Allow Code Quality only analysis by mbg · Pull Request #3064 · github/codeql-action (original) (raw)

This is a first stab at enabling Code Quality analysis to be able to run on its own, while also maintaining the ability for it to run in addition to a Code Scanning analysis.

Fundamentally, this means that there are two separate ways in which Code Quality analysis can run:

1. The existing "add-on" implementation, where the database is initialised for Code Scanning, and we inject the code-quality suite into the run-queries call. The Code Quality SARIF is then generated by an extra call to interpret-results.
2. The new "standalone" implementation, where the database is initialised for Code Quality by disabling default queries and configuring the database with code-quality queries.

43d9bc8 and 5d95d46 implement the bulk of the changes needed for the "add-on" implementation that result from needing to check whether Code Quality is enabled in addition to or instead of Code Scanning.

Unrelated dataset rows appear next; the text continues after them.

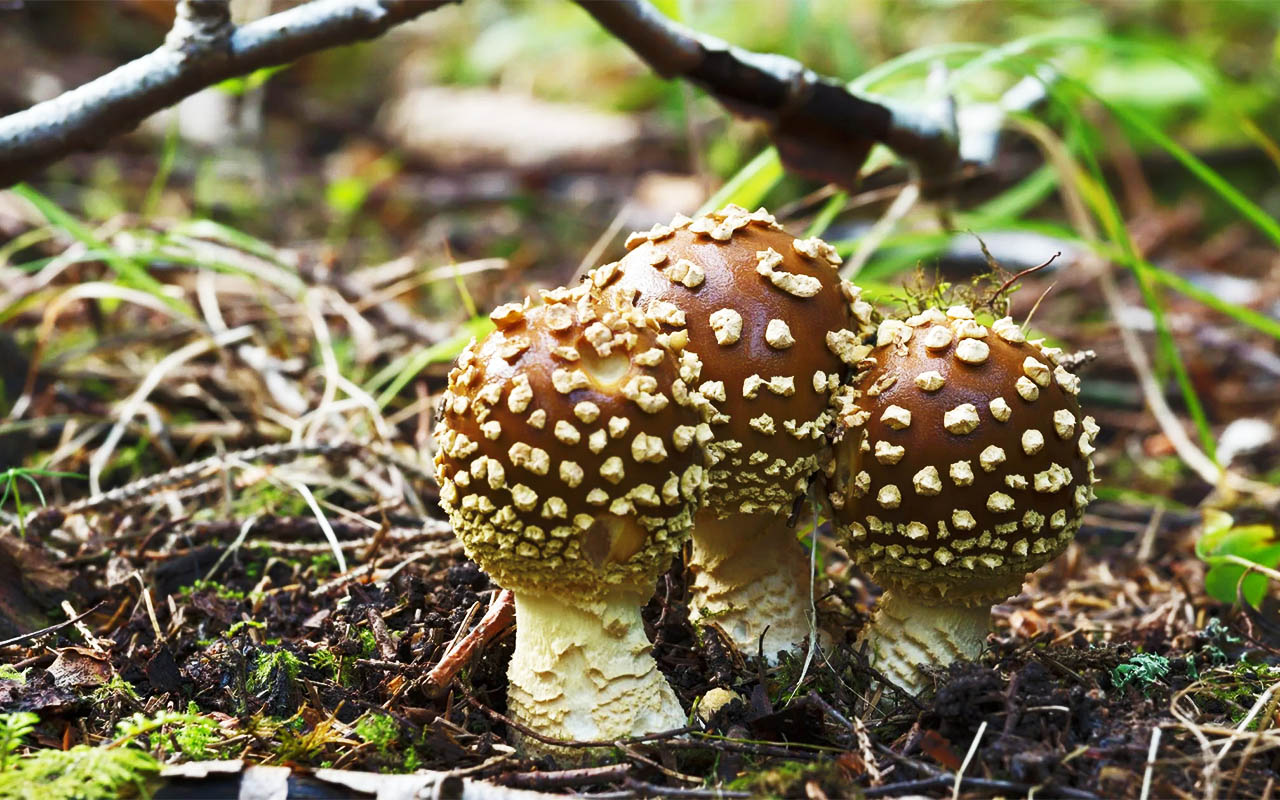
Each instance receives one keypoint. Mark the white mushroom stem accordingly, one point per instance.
(584, 670)
(750, 577)
(908, 634)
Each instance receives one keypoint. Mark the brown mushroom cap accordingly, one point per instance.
(764, 324)
(563, 462)
(964, 462)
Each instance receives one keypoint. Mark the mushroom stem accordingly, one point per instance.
(908, 634)
(583, 671)
(750, 577)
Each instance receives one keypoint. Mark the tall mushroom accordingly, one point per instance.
(563, 479)
(964, 465)
(766, 330)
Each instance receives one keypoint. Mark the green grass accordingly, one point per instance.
(1143, 82)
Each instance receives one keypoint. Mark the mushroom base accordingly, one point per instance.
(583, 671)
(906, 634)
(752, 579)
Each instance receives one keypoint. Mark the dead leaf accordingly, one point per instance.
(936, 746)
(77, 667)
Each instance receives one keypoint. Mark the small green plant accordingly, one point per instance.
(197, 735)
(379, 730)
(10, 479)
(1229, 549)
(82, 772)
(13, 730)
(368, 641)
(270, 664)
(243, 624)
(220, 592)
(1144, 668)
(113, 689)
(323, 565)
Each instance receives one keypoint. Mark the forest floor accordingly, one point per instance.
(238, 552)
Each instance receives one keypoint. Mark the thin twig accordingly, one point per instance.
(199, 53)
(51, 629)
(973, 749)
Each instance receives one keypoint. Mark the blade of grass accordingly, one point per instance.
(128, 270)
(437, 353)
(1092, 186)
(168, 156)
(827, 214)
(1206, 174)
(752, 183)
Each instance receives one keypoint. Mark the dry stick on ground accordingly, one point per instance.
(201, 49)
(498, 618)
(822, 129)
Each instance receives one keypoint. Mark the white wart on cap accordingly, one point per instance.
(767, 332)
(964, 465)
(565, 481)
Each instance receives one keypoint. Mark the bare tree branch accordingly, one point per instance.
(821, 129)
(201, 49)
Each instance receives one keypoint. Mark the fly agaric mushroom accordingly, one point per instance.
(964, 465)
(766, 332)
(563, 481)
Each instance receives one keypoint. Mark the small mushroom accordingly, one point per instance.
(562, 479)
(766, 330)
(978, 479)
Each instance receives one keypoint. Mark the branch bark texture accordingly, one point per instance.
(201, 49)
(821, 129)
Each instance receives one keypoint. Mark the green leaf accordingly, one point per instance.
(131, 272)
(246, 83)
(1253, 543)
(749, 187)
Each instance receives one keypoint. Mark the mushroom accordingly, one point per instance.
(963, 466)
(766, 330)
(565, 480)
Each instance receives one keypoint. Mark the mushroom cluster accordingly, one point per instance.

1746aed implements the bulk of the changes needed for the "standalone" implementation. Concretely, this checks whether Code Quality is enabled on its own, and then mutates the configuration as necessary.

Probably best reviewed commit-by-commit.

Risk assessment

For internal use only. Please select the risk level of this change:

• High risk: Changes are not fully under feature flags, have limited visibility and/or cannot be tested outside of production.

Merge / deployment checklist

• Confirm this change is backwards compatible with existing workflows.
• Consider adding a changelog entry for this change.
• Confirm the readme and docs have been updated if necessary.